Watching the movie last night brought back a lot of random images of those times. I still miss certain things from before my life imploded, but I’ve got to say, those who suggest that it was a good thing are right. I wouldn’t be where I am today, had I not gone through the trauma years ago. I was quite comfortable in my little rut. Although given the opportunity I would probably go back to that time and try to make the catalyst less painful, the move back to my parents less embarrassing, and the suggestion of therapy a positive rather than negative thing, overall I’m proud of who I have become in that time.
Without it, my creative recovery would never have been attempted. I guess it’s sort of a hindsight/silver lining type thing. At the time I felt like I was drowning. Now I see it wasn’t so much drowning as it was finding a stable footing to build a foundation for a better life.
Watching Romy & Michelle’s High School Reunion – which I followed up with Zoolander (don’t judge me) – reminded me that not all the time pre-implosion was bad. Some of it was fun, some of it was down right silly. The people in my life back then are for the most part now long gone. I wish them well. I hope they have a life as fulfilling and exciting as mine. I know mine is much different – despite the amount of sameness – then it was back then. It’s different in a good way.

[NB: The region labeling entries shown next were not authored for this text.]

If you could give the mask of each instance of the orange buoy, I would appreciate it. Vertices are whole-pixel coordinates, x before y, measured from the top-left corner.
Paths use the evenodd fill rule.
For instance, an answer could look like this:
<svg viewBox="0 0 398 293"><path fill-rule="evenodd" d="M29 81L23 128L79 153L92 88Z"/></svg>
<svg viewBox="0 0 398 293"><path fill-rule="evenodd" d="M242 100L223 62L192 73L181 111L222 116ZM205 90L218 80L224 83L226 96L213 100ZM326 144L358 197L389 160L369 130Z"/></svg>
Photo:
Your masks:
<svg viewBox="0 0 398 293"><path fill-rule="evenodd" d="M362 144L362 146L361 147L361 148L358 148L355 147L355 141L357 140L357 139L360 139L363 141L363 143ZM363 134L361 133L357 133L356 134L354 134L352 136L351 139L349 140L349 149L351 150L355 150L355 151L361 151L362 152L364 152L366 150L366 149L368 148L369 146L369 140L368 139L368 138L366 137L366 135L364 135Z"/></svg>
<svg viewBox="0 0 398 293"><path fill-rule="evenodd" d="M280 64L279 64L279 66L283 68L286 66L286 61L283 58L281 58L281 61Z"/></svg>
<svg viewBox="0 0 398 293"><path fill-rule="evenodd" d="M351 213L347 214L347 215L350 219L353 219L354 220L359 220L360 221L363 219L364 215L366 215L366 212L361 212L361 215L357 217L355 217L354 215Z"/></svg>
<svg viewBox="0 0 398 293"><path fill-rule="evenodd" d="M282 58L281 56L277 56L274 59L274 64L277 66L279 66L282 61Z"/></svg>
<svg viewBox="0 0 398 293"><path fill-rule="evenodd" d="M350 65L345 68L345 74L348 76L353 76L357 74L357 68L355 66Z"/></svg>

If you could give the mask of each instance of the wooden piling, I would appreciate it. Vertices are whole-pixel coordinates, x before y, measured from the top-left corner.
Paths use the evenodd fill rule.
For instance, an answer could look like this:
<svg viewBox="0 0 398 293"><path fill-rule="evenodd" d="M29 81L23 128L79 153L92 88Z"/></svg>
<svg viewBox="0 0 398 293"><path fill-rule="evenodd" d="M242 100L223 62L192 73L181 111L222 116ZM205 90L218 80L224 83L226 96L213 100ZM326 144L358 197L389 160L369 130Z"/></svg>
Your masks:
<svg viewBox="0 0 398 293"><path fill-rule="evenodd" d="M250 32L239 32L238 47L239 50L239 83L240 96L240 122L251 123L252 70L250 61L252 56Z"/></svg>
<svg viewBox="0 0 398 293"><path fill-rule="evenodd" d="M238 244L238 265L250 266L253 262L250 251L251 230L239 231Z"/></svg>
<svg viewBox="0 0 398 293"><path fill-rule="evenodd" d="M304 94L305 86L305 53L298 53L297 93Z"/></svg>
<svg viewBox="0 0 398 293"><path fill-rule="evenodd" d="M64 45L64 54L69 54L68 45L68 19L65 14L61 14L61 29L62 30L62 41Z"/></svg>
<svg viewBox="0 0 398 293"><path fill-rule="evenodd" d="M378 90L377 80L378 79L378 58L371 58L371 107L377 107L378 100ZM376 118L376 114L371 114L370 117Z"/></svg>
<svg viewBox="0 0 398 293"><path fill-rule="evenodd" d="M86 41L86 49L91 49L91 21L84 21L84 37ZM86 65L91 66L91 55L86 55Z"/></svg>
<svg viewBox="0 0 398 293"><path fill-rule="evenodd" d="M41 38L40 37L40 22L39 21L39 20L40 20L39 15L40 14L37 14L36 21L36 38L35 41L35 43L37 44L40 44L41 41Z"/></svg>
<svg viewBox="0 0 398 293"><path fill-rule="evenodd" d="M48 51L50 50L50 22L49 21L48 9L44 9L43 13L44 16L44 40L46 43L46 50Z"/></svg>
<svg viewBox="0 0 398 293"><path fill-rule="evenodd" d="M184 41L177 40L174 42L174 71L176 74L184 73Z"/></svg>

Growth can be painful. I’d like to say that once I got on the medication – and then off it 2 years later – I was fully healed and totally in control of my life. The medication was for the most part one of the best things that ever happened to me. It helped me to get my feet back underneath me. It helped me to see clearly and to understand the moments of sadness and sense of crushing defeat was only transitory. It didn’t last for long. It taught me to ride through the pain, right through the sense of being worthless. That sooner rather than later something in my head would click and I’d realise the torture I was going through was happening in my mind and nowhere else.
I do wish at times I’d taken up the suggestion of the doctor that I go and talk to someone about it, I wonder if I’d done that would the changes I am creating now have been created 6 or 7 years ago. But I don’t beleaguer that point. I chose to ignore that advice. I’m not really a “lets lie on the couch and talk about my feelings” kind of person. I’d rather pour the feelings, the emotions good or bad into whatever project I’m writing.
I’ve always wanted to write a comedy like Romy & Michelle’s High School Reunion. I’m not interested in box office receipts. I don’t care if I win an Oscar or I win nothing at all. I just want to entertain. If one person sees the film and laughs and walks out of the cinema feeling lighter and refreshed then as far as I’m concerned I’ve done what I set out to do.
It’s the same with my novel ideas. I want to give people the opportunity to laugh. To feel the pressures of life drift away if only for a minute. To let them let go of the stresses and fears and immerse themselves into a crazy ride designed purely to allow the reader to have a bit of fun.
Life – particularly given the economy at the moment around the world – seems to be all stress and belt tightening and cutting expenses. In times like this, people need to be entertained. To be able to forget mortgage worries or how they’re going to pay the credit card bill.
What people are looking for these days is an escape, a sense of fun and ultimately a sense of hope for tomorrow.
I guess the point of this post is that where my writing, my creative recovery is concerned, I need to give myself permission to play with the absurd. It’s okay to write things I find funny, to not always edit or censor the thoughts in my head. Sometimes, just being true to you is more then enough to find a pathway to a laugh.
And if it doesn’t work out – the writing thing – well, we can always go and fold scarves.